Highly activated regulators for the WM7 protein networks included MYC, BRD4, YAP1, NFE2L2, VEGFA, STK11, HIF1A, SP1, STAT3, and GLI1, while LARP1, CLPP, and RICTOR were found to be inhibited (Table 2). The MYC proto-oncogene protein (MYC) binds to the VEGFA promoter that promotes the VEGFA production, subsequently leading to angiogenesis. The bromodomain-containing protein 4 (BRD4) binds acetylated histones and plays an important role in epigenetic regulation34. YAP1 is the critical transcriptional regulator downstream of the Hippo signaling pathway, while the nuclear factor erythroid 2-related factor 2 (Nrf2 or NFE2L2) is the redox master regulator. The serine/threonine-protein kinase STK11 has been recently suggested to confer protection to cancer cells against metabolic stress and to promote cancer cell survival and invasion, whereas STK11 was previously considered as a tumor suppressor35. The hypoxia-inducible factor 1 subunit alpha (HIF1A) is a master transcriptional regulator of the adaptive response to hypoxia. The specificity protein 1 (SP1) is a zinc-finger transcription factor, the overexpression of which has been correlated with poor clinical outcomes in various cancer types, including PDAC. SP1 promotes invasiveness and epithelial-mesenchymal transition (EMT) by cross-talking with STAT3, which in turn regulates pathways of tumorigenesis (including those of tumor cell-cycle progression, apoptosis, angiogenesis, metastasis, and immune system evasion)36. Finally, the highly upregulated GLI1 (z = 1.98) was indicative of its master regulatory role as a hallmark of PDAC37.

By contrast, the La-related protein 1 (LARP1) was found to be highly inhibited. LARP1 is the master regulator of the cap-dependent Top mRNA translation; thereby, our findings strongly suggest the inhibition of protein synthesis via cap-dependent mRNA translation or the activation of the cap-independent, IRES-mediated translation of mRNA subsets that encode oncogenic proteins (including HIF1α, MYC, and VEGFA)38. Caseinolytic protease P (CLPP) plays a key role in the mitochondrial unfolded protein response and is linked to the regulation of cellular bioenergetics39.

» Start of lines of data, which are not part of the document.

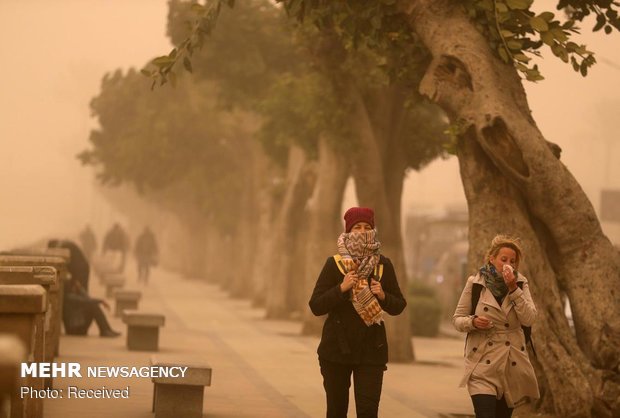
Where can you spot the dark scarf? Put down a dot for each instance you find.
(494, 281)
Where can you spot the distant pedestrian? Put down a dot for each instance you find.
(116, 241)
(88, 242)
(494, 306)
(355, 288)
(146, 253)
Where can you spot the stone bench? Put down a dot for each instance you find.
(126, 299)
(112, 282)
(57, 262)
(46, 277)
(22, 313)
(143, 330)
(180, 396)
(12, 354)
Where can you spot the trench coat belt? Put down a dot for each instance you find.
(481, 349)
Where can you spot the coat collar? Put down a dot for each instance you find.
(488, 299)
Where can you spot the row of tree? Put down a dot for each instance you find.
(254, 150)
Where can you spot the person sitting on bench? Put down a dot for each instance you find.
(79, 308)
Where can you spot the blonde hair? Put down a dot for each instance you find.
(505, 241)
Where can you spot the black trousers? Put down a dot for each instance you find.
(367, 383)
(488, 406)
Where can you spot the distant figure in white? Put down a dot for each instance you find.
(116, 244)
(146, 253)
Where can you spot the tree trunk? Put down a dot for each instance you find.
(299, 183)
(263, 268)
(324, 223)
(370, 182)
(566, 244)
(245, 239)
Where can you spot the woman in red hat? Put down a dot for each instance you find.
(355, 288)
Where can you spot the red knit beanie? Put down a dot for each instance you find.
(356, 214)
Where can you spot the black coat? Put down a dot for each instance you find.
(346, 339)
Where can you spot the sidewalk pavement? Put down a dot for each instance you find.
(261, 368)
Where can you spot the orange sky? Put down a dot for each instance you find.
(59, 50)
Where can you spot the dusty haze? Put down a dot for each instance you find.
(55, 53)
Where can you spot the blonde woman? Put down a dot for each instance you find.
(493, 309)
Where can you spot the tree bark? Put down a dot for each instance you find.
(324, 223)
(299, 182)
(371, 186)
(486, 96)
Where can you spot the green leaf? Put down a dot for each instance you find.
(539, 24)
(518, 4)
(547, 38)
(600, 22)
(559, 34)
(548, 16)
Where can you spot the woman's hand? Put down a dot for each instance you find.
(349, 264)
(482, 322)
(350, 280)
(509, 278)
(377, 290)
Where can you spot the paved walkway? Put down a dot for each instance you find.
(261, 368)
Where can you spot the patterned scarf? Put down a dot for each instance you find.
(363, 248)
(494, 281)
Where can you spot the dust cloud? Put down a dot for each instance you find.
(58, 52)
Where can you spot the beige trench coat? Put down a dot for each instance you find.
(496, 360)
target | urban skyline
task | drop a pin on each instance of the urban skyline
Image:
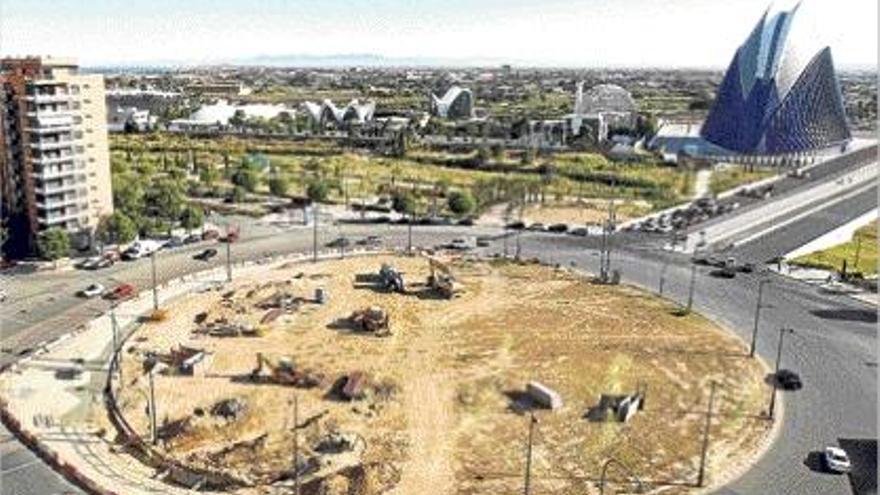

Highly activated regulators predicted for the WM11 protein networks included MYC, PCGEM1, MYCN, KDM8, XBP1, TGFB1, HIF1A, NFE2L2, ERN1, CD38, CSF1, and SMAD3, and highly inhibited regulators included LARP1, CLPP, and RICTOR. Thus, both WM7 and WM11 modules share several key regulators (Table 2). The prostate cancer gene expression marker 1 (PCGEM1) does not code for a protein, but it is a long noncoding RNA PCGEM1 (lncRNA PCGEM1). Hypoxic cancer cells contain large amounts of exosomal lncRNA PCGEM1, which plays a crucial role in proliferation, migration, invasion, drug resistance, and angiogenesis in cancer40. The deregulation of MYCN (N-MYC), as well as of other MYC family oncogenes, is frequently associated with a poor prognosis in many types of cancer. KDM8 is a histone lysine demethylase/dioxygenase that demethylates H3K36me2 by inducing an epigenetic dysregulation that is implicated in carcinogenesis. The oncogenic histone demethylase KDM8 has also been reported to form a partnership with PKM2, thereby promoting PKM2 nuclear translocation41. The X-box binding protein 1 (XBP1) plays a key role in the unfolded protein response (UPR) under ERS42. The ER stress response element is present in the promoter region of HSPA8 (Grp78 or BiP; the master regulator of ER stress) and has been captured by the data-driven WM11 protein networks (Fig. 3C). ERN1 encodes the endoplasmic reticulum-to-nucleus signaling 1, known as inositol requiring enzyme 1 (IRE1α), and the IRE1α/XBP1 pathway is one of the major UPR pathways and the most highly conserved ERS pathway43. The expression of CD38 is involved in tumor cell escape from the PD-1/PD-L1 blockade44 and can be upregulated in response to a PD-L1 antibody therapy45.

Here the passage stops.